Given the urgency to get the new elektroboats into service with the war winding down, the Germans came up with a different method of producing submarines in order to make better use of their shipyard resources.
Typical U-Boats would be built from the start occupying a single slip which could take up to 18 months for the larger ones. Since this timeline wasn't acceptable for the new U-Boats, Speer used Otto Merker's experience in mass production to create an alternative possibility.
The U-Boat would be built in pre-fabricated sections in parallel, distributed among land based factories around the country. These prefab sections would test fit a "master" copy of the next section and then would be transported via rail or water to the shipyard where it will occupy the slip only long enough for final assembly.
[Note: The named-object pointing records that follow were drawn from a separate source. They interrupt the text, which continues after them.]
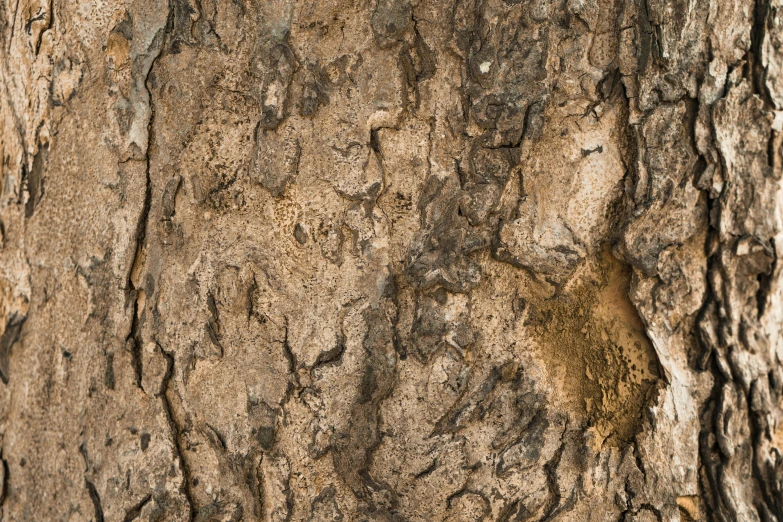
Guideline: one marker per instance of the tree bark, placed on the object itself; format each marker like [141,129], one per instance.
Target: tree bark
[391,260]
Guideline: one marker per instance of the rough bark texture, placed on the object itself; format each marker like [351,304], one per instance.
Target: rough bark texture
[384,260]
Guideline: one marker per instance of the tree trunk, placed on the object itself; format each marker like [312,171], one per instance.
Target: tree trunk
[391,261]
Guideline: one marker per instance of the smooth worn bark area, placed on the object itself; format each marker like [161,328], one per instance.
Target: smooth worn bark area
[389,260]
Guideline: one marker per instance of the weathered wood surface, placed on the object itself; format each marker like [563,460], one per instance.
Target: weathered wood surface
[450,260]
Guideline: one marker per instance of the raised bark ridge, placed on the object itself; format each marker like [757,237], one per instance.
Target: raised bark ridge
[448,260]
Instead of occupying a slip for 12+ months, the submarine would only occupy the slip for around 2.5 months while being assembled, with a total production time per vessel of around 6 months.
In this way the bottleneck caused by shipyard resources (limited number of slips) is greatly reduced, and (in theory) you could build 5-7 times as many submarines in the same timespan after production capability was fully ramped up and organized from factory all the way down to shipyard.
Historically this was not without it's own issues. Production schedules and deadlines combined with the strain on German industry under heavy attack late war meant that the quality of construction could be subpar with the modules sometimes not meeting the fine tolerances required to fit the next one, causing delays.
However, the important part here is that although historically the reason this production method came about was due to the urgent need to expedite the development of this particular submarine, there's no technological reason they could not have applied these methods earlier -- the methods used are just as valid in 1939 as they were in 1944... it's just nobody thought of it. There wasn't a need and necessity was the mother of innovation. What if they had?
Here's where the timeline differs -- say Germany, in an effort to secretly ramp up militarily, began developing this method of production in the mid 30's, building prefabricated submarine sections in factories by the late 30's and keeping them concealed and ready (whilst increasing training for submarine crews). When it became clear war was looming, everything was ready except the final assembly in the slip and outfitting.
Instead of entering the war with around 60 submarines as historical, what if they entered the war with triple this number? Further, entering the war with the infrastructure already in place so that production continued to accelerate?
Would these additional submarines have been influential this early in the war during Happy Time? How would the allies have responded regarding ASW?